AUCs of four predictive methods in internal (MIMIC-IV) and external (eICU-CRD) validations. AUCs of our two models, Logistic Regression and SIC scores were assessed using the Bootstrap Resampling technique with 1,000 iterations. The heights of the bars represent the median AUCs, while the error bars represent the 95% confidence intervals. Full, the full model; Comp, the compact model; LR, Logistic Regression; SIC, the sepsis-induced coagulopathy criteria; AUC, area under receiver operating characteristic curve; MIMIC-IV, Medical Information Mart for Intensive Care-IV; eICU-CRD, the eICU Collaborative Research Database.

Figure 5

Model performance in different patient cohorts in eICU-CRD. Different validation sets were derived based on APACHE-IV (A), age (B), region of the United States (C), ethnicity (D), time since sepsis onset (E) and unit type (F). AUC of the full and the compact models in each set was measured using the Bootstrap Resampling technique. The colored area represents 95% confidence intervals. Full, the full model; Comp, the compact model; AUC, area under receiver operating characteristic curve; APACHE-IV, Acute Physiology and Chronic Health Evaluation-IV; CICU, cardiac intensive care unit; CSICU, cardiac surgical intensive care unit; CTICU, cardiothoracic intensive care unit; MICU, medical intensive care unit; NICU, neuro intensive care unit; SICU, surgical intensive care unit.

Figure 6

Explanation of the prediction results for specific instances.

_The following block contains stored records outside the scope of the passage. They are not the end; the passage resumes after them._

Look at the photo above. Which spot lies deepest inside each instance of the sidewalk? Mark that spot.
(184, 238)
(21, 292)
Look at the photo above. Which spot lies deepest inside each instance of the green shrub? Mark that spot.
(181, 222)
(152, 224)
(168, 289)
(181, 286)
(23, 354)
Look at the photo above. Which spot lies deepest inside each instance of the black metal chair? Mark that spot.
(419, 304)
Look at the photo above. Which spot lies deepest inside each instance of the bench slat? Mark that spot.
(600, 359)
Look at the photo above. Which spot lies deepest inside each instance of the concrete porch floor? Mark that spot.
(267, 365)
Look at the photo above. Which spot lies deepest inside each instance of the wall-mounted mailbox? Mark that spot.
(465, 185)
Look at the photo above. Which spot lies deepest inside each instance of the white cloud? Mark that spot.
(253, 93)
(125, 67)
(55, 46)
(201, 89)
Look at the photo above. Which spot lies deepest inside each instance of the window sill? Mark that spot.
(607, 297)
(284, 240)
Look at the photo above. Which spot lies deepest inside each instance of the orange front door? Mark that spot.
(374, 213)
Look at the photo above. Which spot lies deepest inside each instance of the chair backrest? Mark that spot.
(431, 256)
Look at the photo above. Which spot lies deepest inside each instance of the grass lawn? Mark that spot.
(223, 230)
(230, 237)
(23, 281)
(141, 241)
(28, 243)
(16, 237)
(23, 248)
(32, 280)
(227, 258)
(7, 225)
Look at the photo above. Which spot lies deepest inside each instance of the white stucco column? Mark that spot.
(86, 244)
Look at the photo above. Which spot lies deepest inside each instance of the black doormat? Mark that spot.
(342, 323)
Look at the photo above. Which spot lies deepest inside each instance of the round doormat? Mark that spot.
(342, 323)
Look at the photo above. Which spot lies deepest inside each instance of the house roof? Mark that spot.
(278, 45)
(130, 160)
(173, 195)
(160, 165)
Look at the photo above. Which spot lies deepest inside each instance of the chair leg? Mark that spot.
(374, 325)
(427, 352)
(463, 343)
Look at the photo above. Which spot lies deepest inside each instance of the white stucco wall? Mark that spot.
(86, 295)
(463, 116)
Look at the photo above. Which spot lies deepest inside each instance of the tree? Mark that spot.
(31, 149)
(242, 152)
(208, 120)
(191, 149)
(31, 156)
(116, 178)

The base value (−3.33) is the average value of the predictive model; the output values are the predicted SIC risks. The bars in red and blue represent risk factors and protective factors, respectively; longer bars mean greater feature importance. Here, these values are the model outputs before the SoftMax layer, and therefore, they are not equal to the final predicted probabilities. This figure shows the explanation for a high-risk instance (A) and a low-risk instance (B). RDW, red cell distribution width; PT, prothrombin time; WBC, white blood cell count; PTT, Partial Thromboplastin Time; INR, international normalized ratio; MAP, mean arterial pressure; BMI, body mass index.